Zulfath Saheed highlights Jaffna’s international airport and its growth prospects

Barring the fallout from the tragic circumstances that followed on the heels of the Easter Sunday attacks in 2019 and political instability in the year prior to that, Sri Lanka’s travel sector in particular and its tourism industry in general have experienced an uptick when it comes to arrival numbers in the postwar decade.

This has meant that there’s been greater interest in the former war-torn provinces of the island’s north and east, requiring travel options for would-be tourists locally, as well as from other parts of the world – particularly regional markets.

Until the end of last year, Sri Lanka’s extant colonial railway system was considered to be among the most efficient modes of transport to the Northern Province. But in October 2019, the Jaffna International Airport – the third of its classification in the country – was declared open. And it has the potential to herald a new era in Sri Lanka’s airline sector.

LAUNCH DETAILS At the time of its launch in 2019, a statement issued by the then presidential secretariat revealed that Jaffna International Airport was built at a cost of US$ 12 million with funding from the governments of Sri Lanka and India.

The opening ceremony was followed by the landing of a Bombardier ATR 72-600 aircraft, courtesy the Indian regional carrier Alliance Air, on the newly constructed runway. This marked the first international flight to land in the northern region. Following this event, Jaffna International Airport is expected to accommodate larger aircraft in the future as additional investments pour in.

PREVIOUS AVATAR In World War II (WWII), the Royal Air Force (RAF) built an airfield of around 2,000 metres in length on 145 hectares of land in Palaly near Kankesanthurai in what was then northern Ceylon.

A number of Royal Air Force squadrons and Air Sea Rescue units are said to have been stationed at the airfield during and immediately after the war. However, it was abandoned after WWII and taken over by the Department of Civil Aviation.

The inaugural flight by Air Ceylon on 10 December 1947 took off from Ratmalana Airport to Madras (now Chennai) through Palaly.

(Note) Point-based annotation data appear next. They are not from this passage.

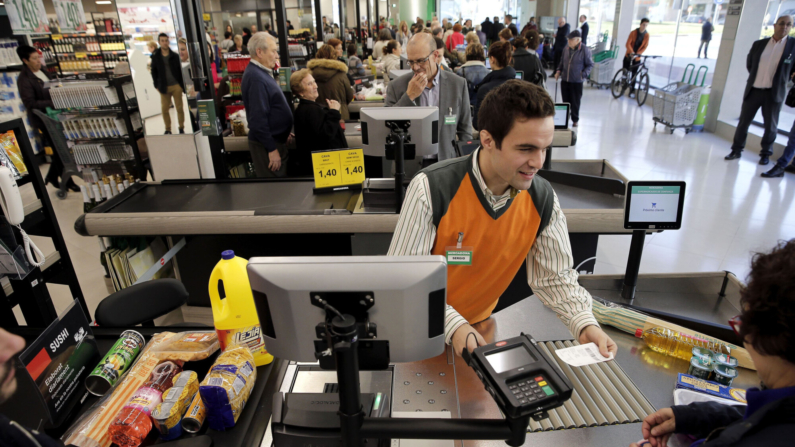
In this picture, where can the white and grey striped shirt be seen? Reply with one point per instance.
(549, 262)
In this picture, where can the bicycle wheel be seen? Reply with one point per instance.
(619, 84)
(643, 89)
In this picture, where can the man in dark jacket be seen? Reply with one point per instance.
(11, 433)
(561, 39)
(486, 28)
(584, 29)
(167, 77)
(574, 68)
(770, 64)
(270, 118)
(35, 97)
(765, 326)
(706, 36)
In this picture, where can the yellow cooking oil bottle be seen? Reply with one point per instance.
(677, 344)
(234, 313)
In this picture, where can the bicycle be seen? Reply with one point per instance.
(622, 80)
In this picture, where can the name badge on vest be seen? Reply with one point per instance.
(450, 119)
(458, 255)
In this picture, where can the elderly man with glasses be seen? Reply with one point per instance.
(429, 86)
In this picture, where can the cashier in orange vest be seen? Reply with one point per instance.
(503, 213)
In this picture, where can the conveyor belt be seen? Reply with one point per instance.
(603, 395)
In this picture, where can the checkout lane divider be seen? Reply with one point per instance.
(586, 408)
(600, 408)
(618, 416)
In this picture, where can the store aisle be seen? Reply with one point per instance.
(730, 211)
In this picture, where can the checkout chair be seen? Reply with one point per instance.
(142, 303)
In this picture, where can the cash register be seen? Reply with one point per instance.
(363, 313)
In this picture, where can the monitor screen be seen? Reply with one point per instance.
(561, 116)
(654, 205)
(509, 359)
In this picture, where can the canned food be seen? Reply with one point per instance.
(724, 374)
(725, 360)
(194, 418)
(115, 363)
(703, 353)
(699, 368)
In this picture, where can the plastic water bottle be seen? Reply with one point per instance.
(677, 344)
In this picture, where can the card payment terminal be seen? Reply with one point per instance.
(522, 380)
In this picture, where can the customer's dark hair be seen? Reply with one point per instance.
(768, 303)
(24, 51)
(511, 101)
(501, 52)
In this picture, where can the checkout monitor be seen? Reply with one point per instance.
(409, 295)
(424, 128)
(654, 205)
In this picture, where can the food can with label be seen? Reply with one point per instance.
(115, 363)
(700, 368)
(194, 418)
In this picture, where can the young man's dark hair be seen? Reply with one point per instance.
(769, 303)
(511, 101)
(24, 51)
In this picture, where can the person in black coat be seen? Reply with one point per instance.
(35, 97)
(584, 29)
(706, 36)
(317, 127)
(765, 326)
(501, 72)
(561, 40)
(766, 88)
(527, 61)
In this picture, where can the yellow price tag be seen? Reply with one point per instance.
(340, 167)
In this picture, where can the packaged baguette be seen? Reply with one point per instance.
(227, 386)
(91, 429)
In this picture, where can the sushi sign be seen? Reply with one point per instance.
(57, 363)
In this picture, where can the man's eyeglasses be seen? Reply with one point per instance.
(419, 61)
(735, 324)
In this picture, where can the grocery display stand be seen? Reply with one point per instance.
(30, 291)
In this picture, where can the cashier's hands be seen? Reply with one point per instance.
(274, 160)
(657, 428)
(462, 339)
(595, 335)
(416, 86)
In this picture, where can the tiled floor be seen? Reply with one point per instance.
(730, 211)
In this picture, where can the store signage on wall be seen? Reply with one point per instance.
(27, 17)
(71, 17)
(60, 360)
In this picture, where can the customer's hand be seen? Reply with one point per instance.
(462, 339)
(595, 335)
(417, 85)
(658, 427)
(275, 160)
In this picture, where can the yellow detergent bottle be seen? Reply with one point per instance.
(234, 313)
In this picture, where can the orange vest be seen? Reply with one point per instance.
(500, 240)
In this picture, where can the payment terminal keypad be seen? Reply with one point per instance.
(531, 389)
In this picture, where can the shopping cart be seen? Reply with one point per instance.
(676, 105)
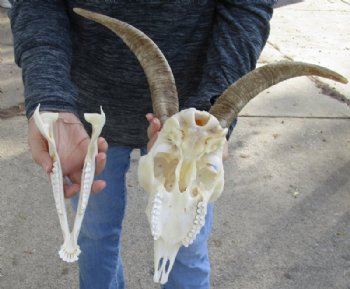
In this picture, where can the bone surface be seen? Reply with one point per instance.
(182, 173)
(70, 250)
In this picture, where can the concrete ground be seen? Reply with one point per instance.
(283, 221)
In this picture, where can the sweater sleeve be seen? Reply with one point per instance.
(42, 45)
(240, 31)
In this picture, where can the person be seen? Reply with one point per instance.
(72, 65)
(5, 4)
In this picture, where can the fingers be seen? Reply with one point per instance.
(39, 147)
(152, 141)
(101, 157)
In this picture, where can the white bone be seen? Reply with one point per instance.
(97, 122)
(182, 173)
(70, 250)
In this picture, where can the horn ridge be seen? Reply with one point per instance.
(157, 70)
(237, 95)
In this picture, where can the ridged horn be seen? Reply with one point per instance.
(237, 95)
(157, 70)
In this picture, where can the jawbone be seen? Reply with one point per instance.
(182, 173)
(70, 250)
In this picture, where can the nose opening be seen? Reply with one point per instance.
(201, 118)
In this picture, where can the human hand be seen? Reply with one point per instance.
(72, 142)
(153, 132)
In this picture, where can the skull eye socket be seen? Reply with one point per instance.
(201, 118)
(164, 169)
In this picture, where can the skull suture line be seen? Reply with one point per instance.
(183, 171)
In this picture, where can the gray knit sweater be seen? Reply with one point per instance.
(72, 64)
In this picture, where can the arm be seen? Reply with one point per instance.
(41, 32)
(240, 31)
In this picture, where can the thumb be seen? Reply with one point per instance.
(39, 148)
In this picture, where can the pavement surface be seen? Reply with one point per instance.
(283, 221)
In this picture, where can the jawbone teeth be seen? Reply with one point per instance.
(155, 213)
(70, 250)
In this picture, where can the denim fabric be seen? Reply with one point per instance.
(100, 262)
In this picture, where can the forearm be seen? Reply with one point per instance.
(41, 31)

Post Sri Lanka gaining independence, Jaffna’s airport provided flights to Colombo and Trincomalee, as well as parts of South India.

Palaly Airport served as a major facility for the Sri Lankan military in the island’s nearly three decade long civil conflict. And in the early 1990s, the airport and its surrounding areas were declared a high security zone. Civilian flights from Palaly resumed in June 2002, following a ceasefire facilitated by Norway.

RECENT RENEWAL In the post-civil war years, an appeal was made to upgrade Palaly Airport into a facility worthy of international status with the Sri Lankan and Indian governments at the forefront of financing the endeavour.

Airport redevelopment work commenced in July 2019, involving the extension of its runway from 950 to 1,400 metres, enabling it to handle aircraft with a seating capacity of up to 75.

The Road Development Authority (RDA) was tasked with the construction of the new apron, taxiway and roads, as well as overlaying the runway. Meanwhile, the state-owned Airport & Aviation Services (Sri Lanka) was responsible for constructing the control tower, a terminal building, fire brigade facilities, an office complex and air navigation systems.

FUTURE PROSPECTS In the wake of the development of Jaffna International Airport in late 2019, plans were also announced for a similar facility to be established in the Eastern Province by way of the Batticaloa Airport.

Reports indicate that the Government of India has agreed to cooperate in this endeavour as well and extend air services to Batticaloa Airport. Meanwhile, the relevant minister had reportedly requested that the Civil Aviation Authority (CAA) prepare a report on
the steps required to transform Batticaloa Airport into one that assumes international stature.

A military air base known as Sri Lanka Air Force Batticaloa (or SLAF Batticaloa), Batticaloa Airport is located in the village of Puthunagar on the island of Thimilathiu, southwest of the city of Batticaloa. It was established in 1958 as a domestic airport but ceased to function in 1979 following the collapse of Air Ceylon.

The site was subsequently seized by the Sri Lanka Air Force (SLAF) during the civil war but the airport was reopened for civil aviation and domestic flights recommenced in 2018.

It is reported that Rs. 1.4 billion had been spent by the previous administration on reconstructing the Batticaloa domestic airport following its operations and maintenance being vested with the CAA in 2016.

Nevertheless, it remains to be seen if in fact, plans will go ahead with the establishment of another international airport in Sri Lanka aimed at providing greater access to the island’s tourism hotspots.